Interaction of Halothane with alpha- and beta-Adrenoceptor Stimulations in Rat Myocardium

Background: Halothane induces negative inotropic and lusitropic effects in myocardium. It has been suggested that halothane potentiates beta-adrenoceptor stimulation. However, its effects on the inotropic response to alpha-adrenoceptor stimulation and its effects on the lusitropic effects of alpha- and beta-adrenoceptor stimulation are unknown.

Methods: The effects of halothane (0.5 and 1 minimum alveolar concentration [MAC]) on the inotropic responses induced by phenylephrine (10 sup -8 to 10 sup -4 M) and isoproterenol (10 sup -8 to 10 sup -4 M) were studied in rat left ventricular papillary muscles in vitro (in Krebs-Henseleit solution at 29 degrees Celsius, pH 7.40, with 0.5 mM calcium and stimulation frequency at 12 pulses/min). The lusitropic effects were studied in isotonic (R1) and isometric (R2) conditions.

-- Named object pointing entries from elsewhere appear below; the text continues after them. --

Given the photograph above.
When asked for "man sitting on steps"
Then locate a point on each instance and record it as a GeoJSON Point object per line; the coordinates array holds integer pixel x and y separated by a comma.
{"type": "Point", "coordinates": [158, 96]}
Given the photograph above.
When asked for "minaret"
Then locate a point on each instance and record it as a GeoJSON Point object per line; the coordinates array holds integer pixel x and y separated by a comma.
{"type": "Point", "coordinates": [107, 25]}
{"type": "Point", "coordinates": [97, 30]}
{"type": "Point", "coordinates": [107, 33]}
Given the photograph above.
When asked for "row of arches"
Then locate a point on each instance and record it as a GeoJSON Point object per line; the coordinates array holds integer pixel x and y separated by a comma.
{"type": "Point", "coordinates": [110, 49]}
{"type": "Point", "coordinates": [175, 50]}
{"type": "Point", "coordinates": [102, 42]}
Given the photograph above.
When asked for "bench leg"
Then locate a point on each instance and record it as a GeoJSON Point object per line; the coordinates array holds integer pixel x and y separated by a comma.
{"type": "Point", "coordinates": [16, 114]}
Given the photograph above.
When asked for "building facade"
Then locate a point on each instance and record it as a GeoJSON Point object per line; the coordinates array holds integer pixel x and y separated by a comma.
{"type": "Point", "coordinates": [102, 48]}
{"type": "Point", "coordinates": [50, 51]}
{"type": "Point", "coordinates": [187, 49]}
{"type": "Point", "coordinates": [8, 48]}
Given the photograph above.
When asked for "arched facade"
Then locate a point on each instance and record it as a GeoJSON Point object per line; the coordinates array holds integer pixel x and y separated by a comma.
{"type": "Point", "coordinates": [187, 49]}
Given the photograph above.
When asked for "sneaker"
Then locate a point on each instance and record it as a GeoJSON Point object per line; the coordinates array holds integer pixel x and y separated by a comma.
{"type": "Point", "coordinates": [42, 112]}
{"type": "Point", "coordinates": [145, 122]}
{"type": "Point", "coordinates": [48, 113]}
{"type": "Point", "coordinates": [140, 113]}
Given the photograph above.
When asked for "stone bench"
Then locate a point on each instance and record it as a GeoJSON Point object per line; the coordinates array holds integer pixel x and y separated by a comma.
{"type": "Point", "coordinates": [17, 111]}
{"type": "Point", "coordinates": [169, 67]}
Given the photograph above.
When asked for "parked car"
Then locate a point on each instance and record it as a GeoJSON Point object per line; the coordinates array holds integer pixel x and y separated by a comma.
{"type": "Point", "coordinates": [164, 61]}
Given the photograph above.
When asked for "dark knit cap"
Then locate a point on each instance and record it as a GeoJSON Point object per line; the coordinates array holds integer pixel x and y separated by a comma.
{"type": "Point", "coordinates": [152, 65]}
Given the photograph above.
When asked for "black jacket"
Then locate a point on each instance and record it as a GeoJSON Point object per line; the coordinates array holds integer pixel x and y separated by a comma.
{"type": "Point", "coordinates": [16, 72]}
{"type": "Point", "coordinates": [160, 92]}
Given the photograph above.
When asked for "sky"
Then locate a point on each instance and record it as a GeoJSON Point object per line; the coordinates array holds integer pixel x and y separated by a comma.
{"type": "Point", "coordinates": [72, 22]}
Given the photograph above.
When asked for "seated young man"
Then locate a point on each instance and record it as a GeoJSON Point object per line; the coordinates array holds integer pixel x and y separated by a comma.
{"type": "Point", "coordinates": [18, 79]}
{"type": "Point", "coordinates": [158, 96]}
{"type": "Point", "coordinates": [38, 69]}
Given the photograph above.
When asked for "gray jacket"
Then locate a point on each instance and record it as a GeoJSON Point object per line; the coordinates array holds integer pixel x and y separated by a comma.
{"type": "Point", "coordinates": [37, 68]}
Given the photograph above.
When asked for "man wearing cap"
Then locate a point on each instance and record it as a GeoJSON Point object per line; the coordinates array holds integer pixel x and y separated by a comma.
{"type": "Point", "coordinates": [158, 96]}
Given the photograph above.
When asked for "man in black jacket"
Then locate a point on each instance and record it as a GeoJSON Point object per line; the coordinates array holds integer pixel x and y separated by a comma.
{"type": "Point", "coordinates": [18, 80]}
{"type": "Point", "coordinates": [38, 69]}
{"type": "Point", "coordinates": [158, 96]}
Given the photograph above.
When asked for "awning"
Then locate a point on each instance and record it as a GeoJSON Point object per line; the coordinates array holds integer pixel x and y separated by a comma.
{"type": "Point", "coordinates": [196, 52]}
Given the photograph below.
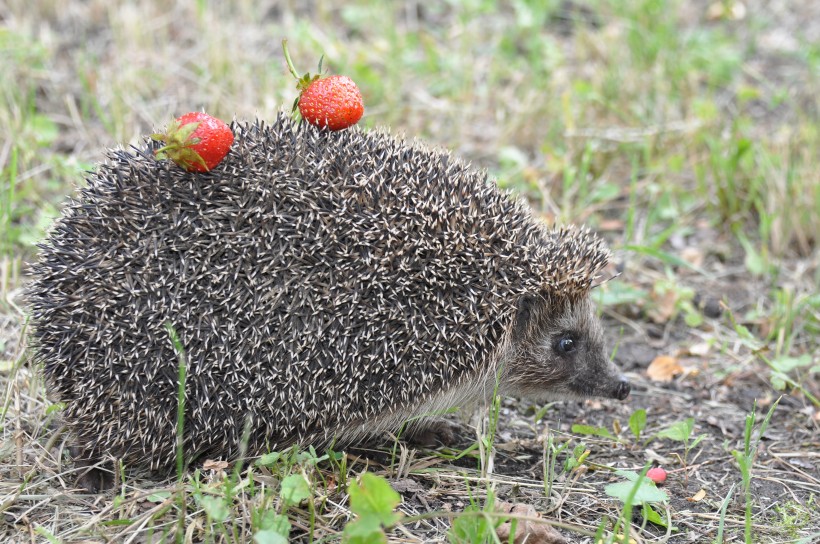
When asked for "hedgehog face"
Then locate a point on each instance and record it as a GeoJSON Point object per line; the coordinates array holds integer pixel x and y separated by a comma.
{"type": "Point", "coordinates": [560, 354]}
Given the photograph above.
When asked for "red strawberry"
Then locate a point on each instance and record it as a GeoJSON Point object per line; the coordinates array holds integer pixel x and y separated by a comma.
{"type": "Point", "coordinates": [334, 102]}
{"type": "Point", "coordinates": [657, 475]}
{"type": "Point", "coordinates": [195, 141]}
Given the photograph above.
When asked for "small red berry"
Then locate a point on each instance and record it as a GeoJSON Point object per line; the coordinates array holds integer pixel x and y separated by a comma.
{"type": "Point", "coordinates": [657, 475]}
{"type": "Point", "coordinates": [334, 102]}
{"type": "Point", "coordinates": [196, 141]}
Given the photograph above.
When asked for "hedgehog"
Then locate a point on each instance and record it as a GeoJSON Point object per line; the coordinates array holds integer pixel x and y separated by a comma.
{"type": "Point", "coordinates": [325, 287]}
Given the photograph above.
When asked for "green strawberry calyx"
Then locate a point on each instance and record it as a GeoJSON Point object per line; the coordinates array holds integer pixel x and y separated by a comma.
{"type": "Point", "coordinates": [304, 81]}
{"type": "Point", "coordinates": [179, 142]}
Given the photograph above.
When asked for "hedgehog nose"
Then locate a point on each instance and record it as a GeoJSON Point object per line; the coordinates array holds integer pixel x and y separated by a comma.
{"type": "Point", "coordinates": [622, 389]}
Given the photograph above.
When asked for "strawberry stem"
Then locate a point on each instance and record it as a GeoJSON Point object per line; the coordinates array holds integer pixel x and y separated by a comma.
{"type": "Point", "coordinates": [289, 61]}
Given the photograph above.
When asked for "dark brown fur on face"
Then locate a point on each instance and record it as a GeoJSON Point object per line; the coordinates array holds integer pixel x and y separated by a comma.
{"type": "Point", "coordinates": [558, 352]}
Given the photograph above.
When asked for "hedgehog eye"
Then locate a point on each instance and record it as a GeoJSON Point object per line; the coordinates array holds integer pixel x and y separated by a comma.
{"type": "Point", "coordinates": [565, 345]}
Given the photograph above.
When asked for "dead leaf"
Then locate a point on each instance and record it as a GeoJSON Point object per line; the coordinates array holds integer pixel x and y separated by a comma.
{"type": "Point", "coordinates": [527, 531]}
{"type": "Point", "coordinates": [700, 349]}
{"type": "Point", "coordinates": [663, 369]}
{"type": "Point", "coordinates": [407, 486]}
{"type": "Point", "coordinates": [210, 464]}
{"type": "Point", "coordinates": [692, 255]}
{"type": "Point", "coordinates": [697, 497]}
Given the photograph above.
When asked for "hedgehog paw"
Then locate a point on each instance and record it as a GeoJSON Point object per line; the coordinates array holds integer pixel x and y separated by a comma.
{"type": "Point", "coordinates": [432, 432]}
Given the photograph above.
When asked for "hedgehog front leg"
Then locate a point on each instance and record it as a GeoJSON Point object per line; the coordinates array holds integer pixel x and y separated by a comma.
{"type": "Point", "coordinates": [94, 475]}
{"type": "Point", "coordinates": [432, 432]}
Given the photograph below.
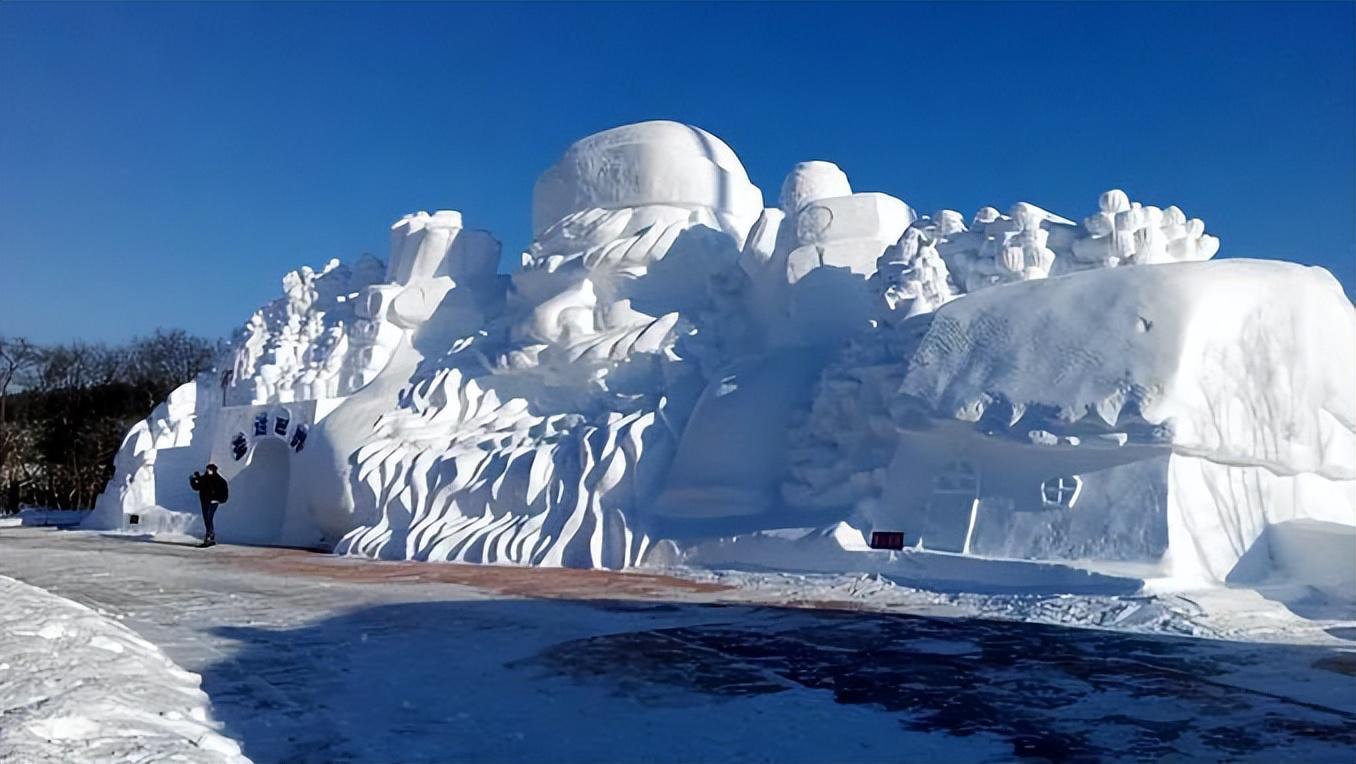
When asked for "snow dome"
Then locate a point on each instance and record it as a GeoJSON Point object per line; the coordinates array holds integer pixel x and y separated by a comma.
{"type": "Point", "coordinates": [677, 373]}
{"type": "Point", "coordinates": [650, 163]}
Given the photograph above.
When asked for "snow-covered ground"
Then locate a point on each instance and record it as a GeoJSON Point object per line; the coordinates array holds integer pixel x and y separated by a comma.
{"type": "Point", "coordinates": [311, 657]}
{"type": "Point", "coordinates": [76, 685]}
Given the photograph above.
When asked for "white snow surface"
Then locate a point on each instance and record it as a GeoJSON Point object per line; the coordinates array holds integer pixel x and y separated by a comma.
{"type": "Point", "coordinates": [76, 685]}
{"type": "Point", "coordinates": [674, 367]}
{"type": "Point", "coordinates": [319, 658]}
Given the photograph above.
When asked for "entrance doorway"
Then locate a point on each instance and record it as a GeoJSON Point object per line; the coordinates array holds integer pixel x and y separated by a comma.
{"type": "Point", "coordinates": [258, 495]}
{"type": "Point", "coordinates": [952, 509]}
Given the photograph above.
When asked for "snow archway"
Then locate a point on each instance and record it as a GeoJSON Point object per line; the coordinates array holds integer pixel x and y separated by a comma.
{"type": "Point", "coordinates": [258, 495]}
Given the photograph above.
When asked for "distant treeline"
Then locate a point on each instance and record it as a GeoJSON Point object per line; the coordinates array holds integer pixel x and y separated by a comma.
{"type": "Point", "coordinates": [65, 407]}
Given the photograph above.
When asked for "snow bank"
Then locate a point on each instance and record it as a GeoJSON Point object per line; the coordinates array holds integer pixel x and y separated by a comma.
{"type": "Point", "coordinates": [79, 687]}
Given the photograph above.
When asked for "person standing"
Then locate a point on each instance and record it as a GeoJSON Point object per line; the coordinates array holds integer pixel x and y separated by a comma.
{"type": "Point", "coordinates": [212, 491]}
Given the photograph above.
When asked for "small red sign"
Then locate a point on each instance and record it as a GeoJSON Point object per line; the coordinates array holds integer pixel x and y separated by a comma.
{"type": "Point", "coordinates": [887, 540]}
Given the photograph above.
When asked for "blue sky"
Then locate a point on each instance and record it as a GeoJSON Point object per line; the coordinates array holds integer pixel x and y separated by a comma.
{"type": "Point", "coordinates": [164, 164]}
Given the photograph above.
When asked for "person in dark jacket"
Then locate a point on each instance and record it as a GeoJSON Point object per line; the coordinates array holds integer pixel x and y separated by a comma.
{"type": "Point", "coordinates": [212, 491]}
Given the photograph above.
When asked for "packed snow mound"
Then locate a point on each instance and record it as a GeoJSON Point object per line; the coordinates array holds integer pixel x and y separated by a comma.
{"type": "Point", "coordinates": [79, 687]}
{"type": "Point", "coordinates": [674, 364]}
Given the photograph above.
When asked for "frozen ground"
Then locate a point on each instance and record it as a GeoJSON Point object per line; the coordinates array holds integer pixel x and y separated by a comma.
{"type": "Point", "coordinates": [317, 658]}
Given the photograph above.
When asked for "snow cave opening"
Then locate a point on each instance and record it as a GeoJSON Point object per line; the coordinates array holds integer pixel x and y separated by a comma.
{"type": "Point", "coordinates": [258, 495]}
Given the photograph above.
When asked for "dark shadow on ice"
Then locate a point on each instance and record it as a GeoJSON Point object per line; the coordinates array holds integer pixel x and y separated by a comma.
{"type": "Point", "coordinates": [598, 680]}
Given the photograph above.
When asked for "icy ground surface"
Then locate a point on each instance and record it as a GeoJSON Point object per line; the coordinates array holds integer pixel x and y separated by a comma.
{"type": "Point", "coordinates": [319, 658]}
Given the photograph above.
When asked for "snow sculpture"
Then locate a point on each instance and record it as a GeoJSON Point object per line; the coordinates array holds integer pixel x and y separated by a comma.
{"type": "Point", "coordinates": [294, 348]}
{"type": "Point", "coordinates": [1127, 232]}
{"type": "Point", "coordinates": [808, 262]}
{"type": "Point", "coordinates": [1143, 386]}
{"type": "Point", "coordinates": [911, 277]}
{"type": "Point", "coordinates": [673, 368]}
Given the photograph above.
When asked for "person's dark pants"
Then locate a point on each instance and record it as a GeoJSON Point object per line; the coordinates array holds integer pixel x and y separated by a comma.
{"type": "Point", "coordinates": [209, 512]}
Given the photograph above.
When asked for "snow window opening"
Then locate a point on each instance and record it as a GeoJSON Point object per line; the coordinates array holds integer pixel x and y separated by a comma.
{"type": "Point", "coordinates": [239, 445]}
{"type": "Point", "coordinates": [958, 476]}
{"type": "Point", "coordinates": [1061, 491]}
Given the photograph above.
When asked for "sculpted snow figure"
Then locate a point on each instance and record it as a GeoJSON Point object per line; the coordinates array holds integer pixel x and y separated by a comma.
{"type": "Point", "coordinates": [673, 367]}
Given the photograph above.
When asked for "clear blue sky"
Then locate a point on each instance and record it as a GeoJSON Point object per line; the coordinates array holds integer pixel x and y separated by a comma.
{"type": "Point", "coordinates": [164, 164]}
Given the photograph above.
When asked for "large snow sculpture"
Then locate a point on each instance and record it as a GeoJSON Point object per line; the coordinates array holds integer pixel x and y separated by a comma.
{"type": "Point", "coordinates": [673, 364]}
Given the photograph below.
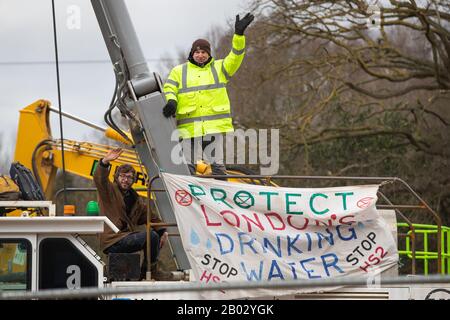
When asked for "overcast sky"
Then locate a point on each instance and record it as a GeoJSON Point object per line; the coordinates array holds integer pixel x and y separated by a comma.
{"type": "Point", "coordinates": [27, 69]}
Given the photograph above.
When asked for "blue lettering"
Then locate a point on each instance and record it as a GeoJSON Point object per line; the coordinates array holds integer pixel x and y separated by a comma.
{"type": "Point", "coordinates": [248, 243]}
{"type": "Point", "coordinates": [320, 236]}
{"type": "Point", "coordinates": [267, 243]}
{"type": "Point", "coordinates": [231, 243]}
{"type": "Point", "coordinates": [253, 272]}
{"type": "Point", "coordinates": [332, 264]}
{"type": "Point", "coordinates": [290, 244]}
{"type": "Point", "coordinates": [279, 274]}
{"type": "Point", "coordinates": [309, 271]}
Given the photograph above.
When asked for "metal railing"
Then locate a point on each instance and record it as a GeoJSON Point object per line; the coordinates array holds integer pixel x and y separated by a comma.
{"type": "Point", "coordinates": [410, 234]}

Results: One MAC halothane induced a negative inotropic effect (54 +/- 3%, P < 0.05), increased R1 (109 +/- 3%, P < 0.05), and decreased R2 (88 +/- 2%, P < 0.05). In control groups, phenylephrine (137 +/- 7%, P > 0.05) and isoproterenol (162 +/- 6%, P < 0.05) induced a positive inotropic effect. Halothane did not significantly modify the positive inotropic effect of calcium, suggesting that it did not modify the inotropic reserve of papillary muscles. In contrast, 1 MAC halothane enhanced the positive inotropic effects of phenylephrine (237 +/- 19%, P < 0.05) and isoproterenol (205 +/- 11%, P < 0.05). Halothane did not modify the lusitropic effect of phenylephrine under high or low load. In contrast, 1 MAC halothane impaired the positive lusitropic effect of isoproterenol under low load (P < 0.05), whereas it did not modify the positive lusitropic effect of isoproterenol under high load.